Puerto Rico’s sparkling lights are anything but magical in the darkness of the bioluminescent bay
“The last week of November was the best week I’ve ever had,” says a bleary-eyed Danielle Trosper as she emerges from the dark bay of Barra del Río, Puerto Rico. “The bay’s public schools were closed on Mondays, Tuesday and Wednesday last week, giving me another three days of sleep, but I spent the days alternating between swimming in the bay and using the internet in my chair at home.”
The bay is one of many bioluminescent bays in Puerto Rico, which draws tourists from around the world to see the unique colourful patterns forming in the waters, which appear in an eerie-looking green, red and purple as sunlight refracts through the depths. It’s only in the past few years that scientists have realised that these tell-tale greens and reds represent simple, volatile chemicals reacting to light and water, which actually make the water glow in the dark.
Most bioluminescent bays – about 300 in the US – are located off the coast of the mainland United States, with the others generally located in the Mediterranean, or the Norwegian archipelago of Svalbard. What makes Puerto Rico’s bay so special is the fact that the waves are relatively gentle in the area, giving it an open coastline that allows the chemicals to mix freely.
I’ve been swum in at least six bioluminescent bays in my life, from Morocco to China and the UK’s Isle of Sheppey. I have never been able to look directly at the bioluminescent waters – which my eyes, throat and breathing are designed to react to instinctively, thanks to the Swiss army knife-like interplay of oxygen, carbon dioxide and other gases within the blood stream – because they cause migraines.

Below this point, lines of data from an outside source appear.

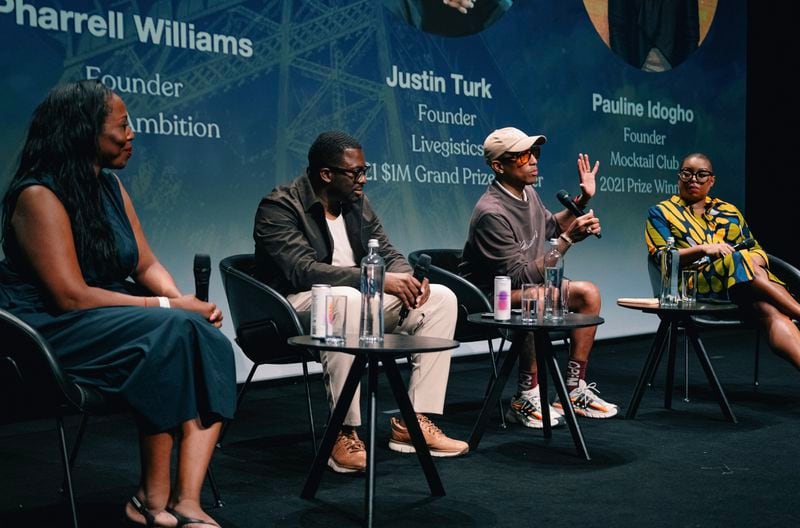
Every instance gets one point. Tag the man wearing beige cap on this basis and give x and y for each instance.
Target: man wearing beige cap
(508, 235)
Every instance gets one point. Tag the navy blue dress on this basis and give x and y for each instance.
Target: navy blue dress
(169, 366)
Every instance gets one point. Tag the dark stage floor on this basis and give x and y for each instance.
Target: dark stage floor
(672, 468)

After being diagnosed with a brain tumour and battling it out against chemo, I would recommend gliding gently in a circle around the undersea streaks.
Plenty of people come to the bay to fish and snorkel at night. “For now, at least,” I tell Danielle when we meet at the hotel Beachwood Lodge in the bay’s Ponce National Forest Reserve. “When my tumour starts to dissolve over the next few months, you know that will be over. At that point I will no longer need a mask.”

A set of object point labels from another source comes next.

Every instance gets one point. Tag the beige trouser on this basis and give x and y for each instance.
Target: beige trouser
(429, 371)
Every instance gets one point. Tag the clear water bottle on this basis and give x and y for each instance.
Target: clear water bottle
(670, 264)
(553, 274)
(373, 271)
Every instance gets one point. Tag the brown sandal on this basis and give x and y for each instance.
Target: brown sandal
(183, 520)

As we squeeze in and form our lines, I begin to look up at the light. It strikes me that I, Daniel, have walked on water all day long, and now I am on land, with a bad case of mononucleosis and just shy of a blackout. Our imaginations are going wild. What I’m seeing is not reality but something mystical and beautiful. When Danielle drops the hatchback of her Ford Focus off at the car park, I follow her too, the darkness just a short way down the road.
It turns out that Daniel is one of those lucky few whose brain has cleared, which has left him trilingual. He speaks Spanish, English and at least one French language, for which he can call up any supermarket cashier. In his spare time, he is a gifted ventriloquist, and he had just done a very funny bit on a recent Radio 4 show.
I’ve kept the mask and head gear in my motel room safe for another few days while I recover, but I decide to go back to the bay that night. The sun has set, the deep ocean below us darkens dramatically, the cloudless sky above us more than makes up for it. The night air is clear and crisp. Danielle points us to the bioluminescent swirls. I jump in the water, my eardrums crackling with oxygen, thinking that I could be back there again in a matter of minutes.